The cocaine and 933 pounds of marijuana were seized during 14 drug interdiction and disruptions off the coasts of Mexico, Central America and South America during the past three months. The drugs have a combined street value of $569 million, Coast Guard officials said. Not all of the interactions at sea resulted in seizing drugs; smugglers frequently try dumping their loads before they’re overtaken by Coast Guard pursuit craft.
During a ceremony aboard Munro, Vice President Mike Pence welcomed the crew back and commended their work disrupting the flow of narcotics to the U.S.
“What you seize and put on these decks to be offloaded is prevented from tearing apart lives and communities,” Pence said.
Violence in Central America is related to the narcotics processing and trafficking industry and is driving families out of their homes, spurring many to come to the U.S. southern border, Pence said.
“The transnational criminal organization and the cartels that fund their deadly trade represent one of the greatest national security and public health threats to the American people,” Pence said.
About 75 percent of the Coast Guard’s drug interdictions occur in the Eastern Pacific Ocean, from South America out past the Galapagos Islands and up to Central America and Mexico. This vast 6-million-square-mile transit space, more than twice the size of the continental U.S., is patrolled by a handful of Coast Guard cutters such as Munro.
Once the shipments reach Mexico and Central America, smugglers break the large shipments into to smaller packages to be smuggled north to the U.S., often in cargo trucks or by rail cars, Coast Guard officials said during a background briefing.
The best chance to seize the shipments is in international waters, Coast Guard officials said. However, the Coast Guard is battling an adversary described as having seemingly unlimited funds from the illegal drug trade and who is very savvy at countering interdiction methods.

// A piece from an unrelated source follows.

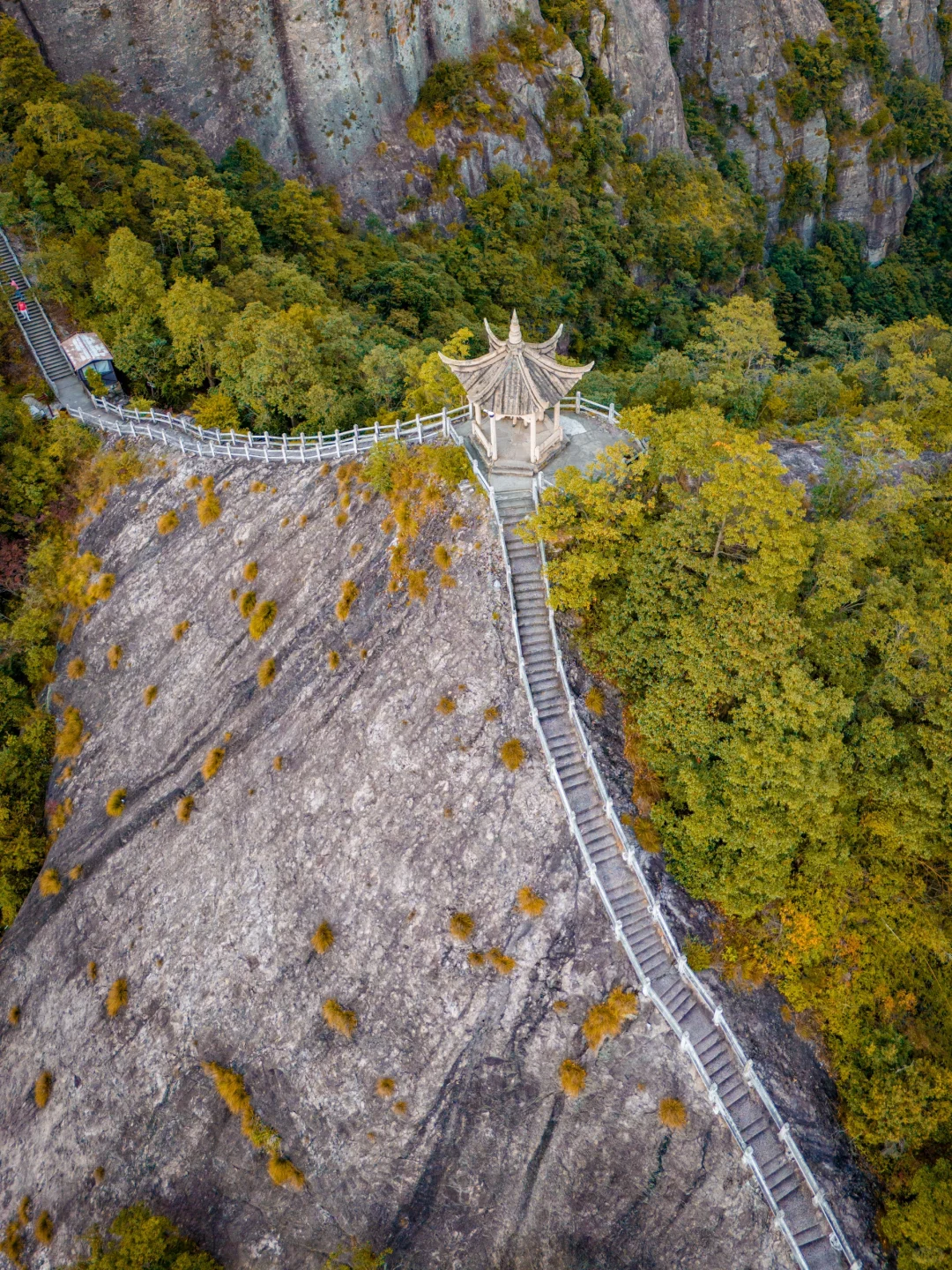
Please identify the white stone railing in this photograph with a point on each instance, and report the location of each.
(187, 437)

Smugglers employ a wide array of vessels. Some are fishing vessels loaded with narcotics. Others are boats converted to smuggling vessels, such as sailboats with their masts removed, covered with fiberglass and outfitted with powerful outboard motors. Others are custom-built go-fast or low-profile vessels.

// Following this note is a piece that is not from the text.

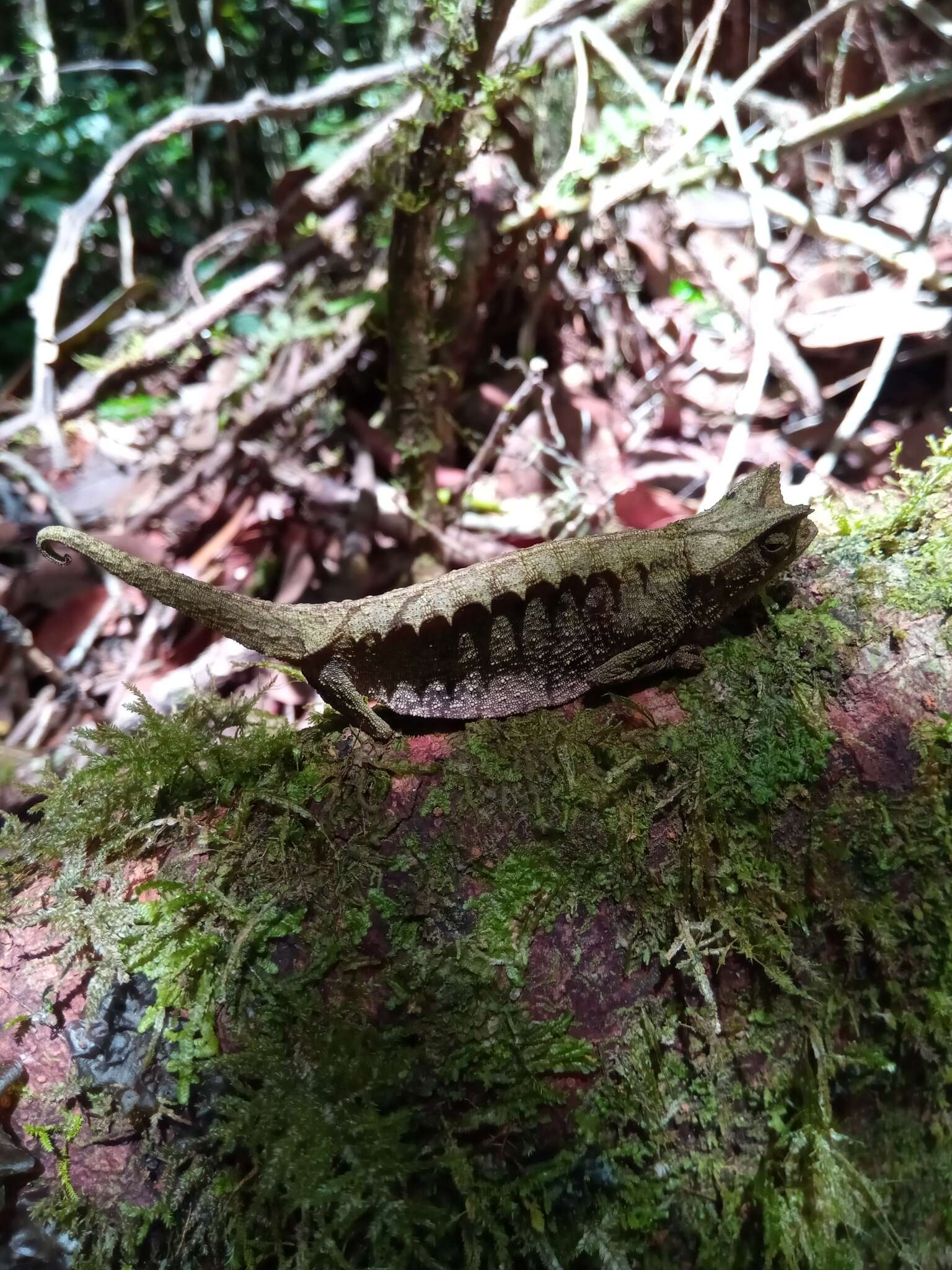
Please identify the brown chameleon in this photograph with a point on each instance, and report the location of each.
(536, 628)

Among the hardest to spot are what the Coast Guard calls self-propelled semi-submersible vessels, which look almost like submarines. The smugglers even alter the vessels’ exhaust systems to try to decrease their heat signatures. These vessels also tend to carry the most illicit cargo – up to 5,000 kilograms per shipment. Fishing or go-fast vessels are smaller and usually carry at most 900 kilograms, Coast Guard officials said.
The use of aerial surveillance and use-of-force-equipped helicopters is helping the Coast Guard increase its number of interdictions. During Munro’s three-month deployment, aircraft were used in seven of eight interdictions, and the helos fired warning shots and used force to disable one vessel, Coast Guard officials said.

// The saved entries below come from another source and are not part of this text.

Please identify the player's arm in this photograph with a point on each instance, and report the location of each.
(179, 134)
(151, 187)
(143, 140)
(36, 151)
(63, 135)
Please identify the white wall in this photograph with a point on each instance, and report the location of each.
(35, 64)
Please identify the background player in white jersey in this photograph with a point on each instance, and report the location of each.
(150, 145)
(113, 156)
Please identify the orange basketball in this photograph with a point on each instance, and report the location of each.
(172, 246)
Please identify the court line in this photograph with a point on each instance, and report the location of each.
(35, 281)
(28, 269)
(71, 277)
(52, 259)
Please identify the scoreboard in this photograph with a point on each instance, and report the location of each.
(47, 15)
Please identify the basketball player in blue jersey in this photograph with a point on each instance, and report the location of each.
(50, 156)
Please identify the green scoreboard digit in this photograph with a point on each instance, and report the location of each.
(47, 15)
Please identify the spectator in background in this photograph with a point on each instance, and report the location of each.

Since Fiscal Year 2017, the Coast Guard has interdicted more than 1.25 million pounds of cocaine. However, Coast Guard officials suspect they’re only making a dent in the flow of narcotics to the U.S. When counting interdictions made by other federal agencies and partner nations, the Coast Guard estimates their efforts stop about 11 percent of the entire flow of illegal drugs into the U.S.